Мне, конечно, в голову не приходило, что она приехала оценить жену, посмотреть на дочь и на наш домашний мир, но в душе поселилось — или передалось от мамы — неосознанное беспокойство, стало реальнее ощущение напряженности, витающей в наших стенах.
* * *
Лето 1933 года в селе Звягино на реке Клязьма подарило мне один интересный навык и еще одно удивительное впечатление.
Во-первых, я в совершенстве постигла игру, которая вдруг открылась мне во всей своей спортивной азартной сути. Я научилась виртуозно направлять, делать крутые повороты, тормозить и бешено разгонять… обруч. Нет, не просто деревянный обруч, который детишки, неуклюже колотя его палочкой, гоняют по прямой. У нас были классные обручи — невесть откуда взявшиеся железные обода от бочки, которые пружинили на ходу и разворачивались в любую сторону, чутко повинуясь палке в руке лихачей, мчавшихся по извилистым дорожкам сада. Гонки доставляли несказанное удовольствие от быстрого движения и собственной ловкости. Ни до, ни после, ни за границей мне не встречалось ничего похожего на этот замечательный спортинвентарь.

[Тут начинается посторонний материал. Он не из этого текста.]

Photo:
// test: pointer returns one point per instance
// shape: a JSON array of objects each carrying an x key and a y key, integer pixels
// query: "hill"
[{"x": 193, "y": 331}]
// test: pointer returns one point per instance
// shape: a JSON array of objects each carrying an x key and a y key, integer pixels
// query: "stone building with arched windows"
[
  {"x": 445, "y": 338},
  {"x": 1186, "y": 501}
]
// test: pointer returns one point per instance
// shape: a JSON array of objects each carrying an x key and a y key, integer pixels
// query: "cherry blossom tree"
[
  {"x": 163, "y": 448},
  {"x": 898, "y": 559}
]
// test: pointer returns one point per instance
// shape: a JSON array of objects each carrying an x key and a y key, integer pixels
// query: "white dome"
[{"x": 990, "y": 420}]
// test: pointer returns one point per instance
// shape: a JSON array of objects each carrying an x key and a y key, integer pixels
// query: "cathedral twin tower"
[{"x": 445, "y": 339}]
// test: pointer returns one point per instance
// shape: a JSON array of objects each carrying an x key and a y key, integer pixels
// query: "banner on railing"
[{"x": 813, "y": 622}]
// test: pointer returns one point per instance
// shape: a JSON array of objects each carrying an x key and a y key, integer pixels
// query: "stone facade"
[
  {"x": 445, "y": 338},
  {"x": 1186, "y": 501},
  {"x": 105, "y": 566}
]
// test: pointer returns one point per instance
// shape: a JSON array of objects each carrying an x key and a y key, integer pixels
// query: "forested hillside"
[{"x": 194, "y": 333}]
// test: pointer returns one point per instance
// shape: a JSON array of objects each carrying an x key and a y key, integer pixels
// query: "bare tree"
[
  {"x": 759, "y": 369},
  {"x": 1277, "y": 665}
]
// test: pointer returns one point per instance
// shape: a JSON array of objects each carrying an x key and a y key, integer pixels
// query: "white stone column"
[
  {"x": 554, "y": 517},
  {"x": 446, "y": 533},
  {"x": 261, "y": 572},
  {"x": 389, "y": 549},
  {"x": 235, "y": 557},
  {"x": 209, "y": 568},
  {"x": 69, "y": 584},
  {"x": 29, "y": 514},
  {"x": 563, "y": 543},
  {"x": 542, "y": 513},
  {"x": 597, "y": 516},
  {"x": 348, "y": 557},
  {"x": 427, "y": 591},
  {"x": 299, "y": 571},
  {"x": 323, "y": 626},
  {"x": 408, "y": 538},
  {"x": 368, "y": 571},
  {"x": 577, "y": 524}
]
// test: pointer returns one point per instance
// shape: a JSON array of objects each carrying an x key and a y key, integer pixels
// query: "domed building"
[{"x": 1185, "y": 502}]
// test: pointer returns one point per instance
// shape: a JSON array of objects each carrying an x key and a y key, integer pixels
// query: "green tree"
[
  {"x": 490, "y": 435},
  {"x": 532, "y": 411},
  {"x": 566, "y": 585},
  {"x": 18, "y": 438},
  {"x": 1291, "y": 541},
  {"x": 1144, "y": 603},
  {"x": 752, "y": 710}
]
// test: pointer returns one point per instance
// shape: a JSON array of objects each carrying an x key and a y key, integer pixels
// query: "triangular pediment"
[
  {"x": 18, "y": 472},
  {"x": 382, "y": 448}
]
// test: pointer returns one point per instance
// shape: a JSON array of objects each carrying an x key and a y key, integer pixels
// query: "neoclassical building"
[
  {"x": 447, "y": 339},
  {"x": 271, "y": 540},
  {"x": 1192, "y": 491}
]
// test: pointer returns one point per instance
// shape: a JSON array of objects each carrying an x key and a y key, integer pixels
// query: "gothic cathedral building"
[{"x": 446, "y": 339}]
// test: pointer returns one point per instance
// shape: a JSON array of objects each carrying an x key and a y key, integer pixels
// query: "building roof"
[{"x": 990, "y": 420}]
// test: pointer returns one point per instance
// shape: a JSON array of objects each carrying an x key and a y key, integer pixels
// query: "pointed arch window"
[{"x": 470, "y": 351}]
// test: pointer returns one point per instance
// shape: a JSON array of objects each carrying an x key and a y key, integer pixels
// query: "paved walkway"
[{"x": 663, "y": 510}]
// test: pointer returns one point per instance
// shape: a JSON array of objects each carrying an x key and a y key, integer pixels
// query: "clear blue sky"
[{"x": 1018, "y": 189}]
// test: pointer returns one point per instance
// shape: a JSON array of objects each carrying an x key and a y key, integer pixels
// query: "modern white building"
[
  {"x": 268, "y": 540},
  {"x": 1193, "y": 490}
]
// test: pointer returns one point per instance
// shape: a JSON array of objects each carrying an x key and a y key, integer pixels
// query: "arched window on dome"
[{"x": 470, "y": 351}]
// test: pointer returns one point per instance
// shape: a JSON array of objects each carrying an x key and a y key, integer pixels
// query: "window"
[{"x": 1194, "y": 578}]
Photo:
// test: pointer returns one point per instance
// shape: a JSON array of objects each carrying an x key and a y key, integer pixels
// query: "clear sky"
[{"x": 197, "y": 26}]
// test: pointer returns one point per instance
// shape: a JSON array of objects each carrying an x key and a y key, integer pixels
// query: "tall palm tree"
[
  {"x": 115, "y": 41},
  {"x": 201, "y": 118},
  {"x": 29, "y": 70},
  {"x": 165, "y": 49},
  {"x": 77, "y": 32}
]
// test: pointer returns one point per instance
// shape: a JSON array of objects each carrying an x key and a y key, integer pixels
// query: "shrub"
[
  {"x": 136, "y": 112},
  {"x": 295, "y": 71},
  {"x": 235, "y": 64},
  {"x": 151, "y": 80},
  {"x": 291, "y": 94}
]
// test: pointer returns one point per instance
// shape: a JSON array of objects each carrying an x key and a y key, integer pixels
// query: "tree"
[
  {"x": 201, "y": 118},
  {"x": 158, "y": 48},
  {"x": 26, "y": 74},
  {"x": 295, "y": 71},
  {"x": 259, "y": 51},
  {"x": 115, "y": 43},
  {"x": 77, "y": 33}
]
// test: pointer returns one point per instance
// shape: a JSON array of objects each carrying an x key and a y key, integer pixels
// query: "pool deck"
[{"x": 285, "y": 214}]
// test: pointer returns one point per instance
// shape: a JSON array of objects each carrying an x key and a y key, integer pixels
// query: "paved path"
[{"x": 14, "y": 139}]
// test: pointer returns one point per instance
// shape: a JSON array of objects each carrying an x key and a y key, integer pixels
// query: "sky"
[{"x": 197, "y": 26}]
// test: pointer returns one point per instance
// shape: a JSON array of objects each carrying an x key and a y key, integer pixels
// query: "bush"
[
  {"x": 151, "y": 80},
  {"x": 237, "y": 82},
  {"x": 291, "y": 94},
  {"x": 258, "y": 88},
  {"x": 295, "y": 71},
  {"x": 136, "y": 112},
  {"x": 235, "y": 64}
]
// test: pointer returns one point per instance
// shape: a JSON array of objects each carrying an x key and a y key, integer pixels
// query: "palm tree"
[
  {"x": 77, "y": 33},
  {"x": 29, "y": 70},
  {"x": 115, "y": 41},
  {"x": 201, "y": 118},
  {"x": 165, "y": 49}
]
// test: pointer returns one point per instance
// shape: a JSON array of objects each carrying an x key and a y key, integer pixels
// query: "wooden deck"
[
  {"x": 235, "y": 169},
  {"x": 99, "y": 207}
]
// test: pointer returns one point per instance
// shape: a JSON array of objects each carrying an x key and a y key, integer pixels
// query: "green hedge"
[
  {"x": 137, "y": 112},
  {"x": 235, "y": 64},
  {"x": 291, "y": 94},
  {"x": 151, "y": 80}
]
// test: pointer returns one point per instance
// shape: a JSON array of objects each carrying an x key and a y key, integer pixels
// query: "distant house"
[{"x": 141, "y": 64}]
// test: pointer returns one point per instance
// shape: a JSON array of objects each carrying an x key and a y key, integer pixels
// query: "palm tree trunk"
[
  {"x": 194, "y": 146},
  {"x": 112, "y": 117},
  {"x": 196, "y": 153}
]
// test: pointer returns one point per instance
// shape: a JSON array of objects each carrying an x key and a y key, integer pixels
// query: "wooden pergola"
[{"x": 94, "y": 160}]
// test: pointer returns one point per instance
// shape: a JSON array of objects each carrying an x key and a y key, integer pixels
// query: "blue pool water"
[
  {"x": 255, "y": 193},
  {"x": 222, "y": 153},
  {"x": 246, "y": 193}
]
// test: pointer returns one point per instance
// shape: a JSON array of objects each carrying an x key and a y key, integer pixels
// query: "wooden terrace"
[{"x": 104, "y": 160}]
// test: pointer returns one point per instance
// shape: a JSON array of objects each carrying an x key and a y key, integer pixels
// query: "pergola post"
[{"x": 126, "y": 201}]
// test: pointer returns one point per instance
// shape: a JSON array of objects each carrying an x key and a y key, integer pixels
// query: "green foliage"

Что касается второго впечатления, то оно было иного, созерцательного плана.
Во время одной вечерней прогулки мы — мама, отец, я — оказались в какой-то дальней деревне на берегу Клязьмы. Сели отдохнуть на лавочку возле избы над крутым высоким обрывом. На другом берегу реки темнел лес, за его зубчатую кайму медленно сползало очень большое красное солнце. И вдруг откуда-то из лесу донесся колокольный звон, меланхоличный, переливчатый, нереальный.
Эту волшебную, тревожную атмосферу того вечера доныне воскрешает для меня песнь «Вечерний звон»…
В том же 33-м году на меня, семилетнюю, свалилась большая женская радость. Мне купили красивые туфли. Не просто красивые, а необыкновенные туфельки: белые, парусиновые, с перепоночкой и синей каемочкой вдоль всей резиновой подошвы. Мама и себе купила такие же, только размером побольше. Кроме обуви она принесла в сумке сливочное масло и сосиски, которых не было в продмагах. Для этих роскошных даров ей пришлось отнести в Торгсин золотую цепочку от моего нательного крестика, потому что обручальных колец у родителей уже не было. Слово «Торгсин» (всего-навсего — «Торговля с иностранцами») стало для меня символом изобилия, обозначением пещеры Али-Бабы с несметными сокровищами. Вот только «сезам» не часто открывался.
В начале 30-х годов масса людей несла в Торгсин свое последнее золотишко на потребу Молоху, который не столько заглатывал валюты считанных иностранцев, сколько слизывал остатки «богатства» обобранных горожан. У кого не было золотых вещиц, несли серебряные подстаканники. У кого не было ни того, ни другого, выручала смекалка русских умельцев.